For the past two decades, whenever heavy rain or storms have broken the sharp, barbed concertina wires guarding the Ram Janmabhoomi perimeter in Ayodhya, the public works department (PWD) has sought Abdul Wahid’s help.
The 38-year-old welder, equipped with rusty arc welders, plasma cutters, gas and rods, helps to maintain the temple’s security — for Rs 250 per day and the joy he gets from the task he performs.
Sadiq Ali stitches kurtas, sadris (colloquial for jackets in Uttar Pradesh), pagdis and trousers. He takes special pride in stitching ‘vastra’ (clothes) for the “Ram lalla” (infant Ram) idol every few months on request from the head priest of the Ram Janmabhoomi temple. “God is one for all of us,” says Ali.
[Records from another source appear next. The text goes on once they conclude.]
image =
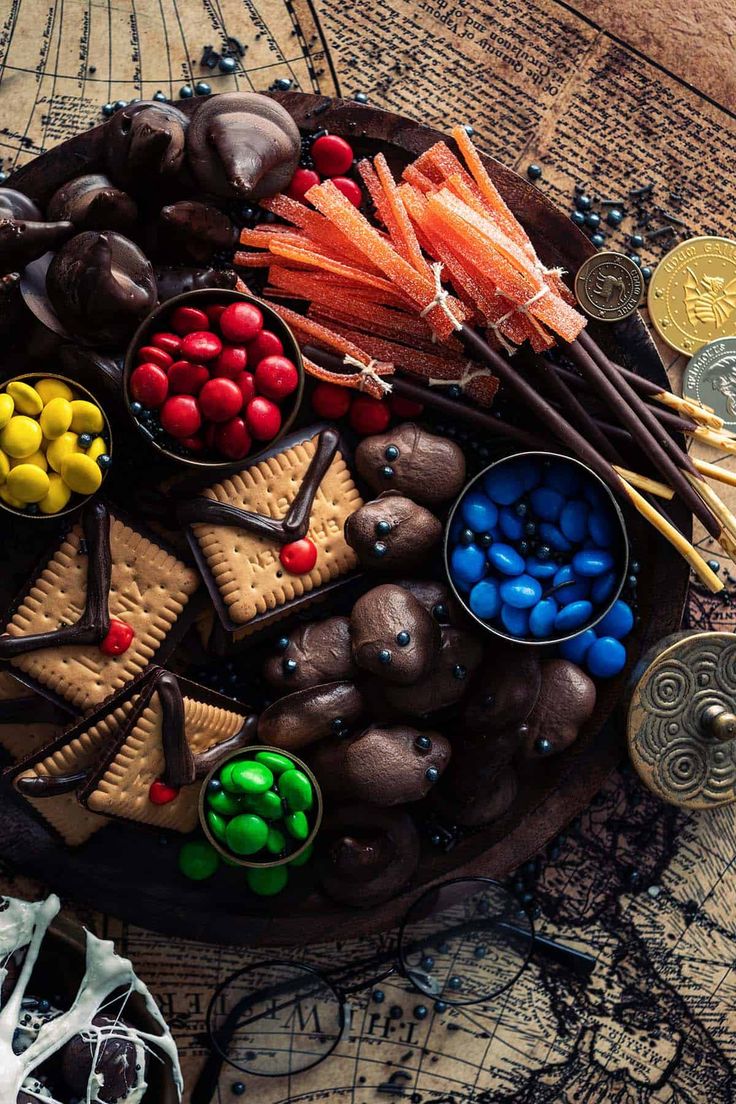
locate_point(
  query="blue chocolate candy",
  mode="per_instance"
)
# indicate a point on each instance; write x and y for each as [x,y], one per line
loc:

His friend, Mehboob, had first brought a three-phase motor that excavated underground water near Sita Kund for the community kitchen at Ram Janmabhoomi in 1995. Since then, Mehboob has been a regular feature at most temples in the town to look after electricity works. He also ensures that the site where the Ram Lalla idol is kept is lit up round-the-clock.
All three have an association with the temple that goes back decades. “I began working at the temple in 1994 when I was learning the ropes of electrical work from my father. I am an Indian and Hindus are my brothers. They bring wires and other material from Kanpur and I fit them. The work I do makes me proud,” Wahid told TOI.
He recalled when five LeT men drove a jeep into the security cordon and launched a grenade attack at the makeshift Ram temple in 2005. “Since then, I have been making barriers and repairing them outside the temple. Terrorism knows no religion. Like me, there are many CRPF and policemen who work round the clock,” added Wahid.
Ali told TOI, “For the last 50 years, my family, I and my son have been stitching clothes for Hindus, including priests and saints. I have been making sadris for all petitioners in the Ram Temple-Babri Masjid dispute — right from the days of Ramchandra Das Paramhans till the recent heads of Hanumangarhi Temple or Kanak Bhawan’s Ramesh Das. But what gives me the greatest satisfaction is making satin outfits for Ram Lalla,” said Ali.
The 57-year-old’s shop — Babu Tailors — is on land that belongs to the Hanumangarhi temple and he pays Rs 70 as monthly rent to the temple.
The three often meet over tea or take long walks with priests along the banks of the Saryu river.
“We hope to see a continuation of the tradition of peace, worship and brotherhood at Ayodhya,” said Bansi Lal Maurya, who oversees the Ram Janmabhoomi site on behalf of the Faizabad commissioner.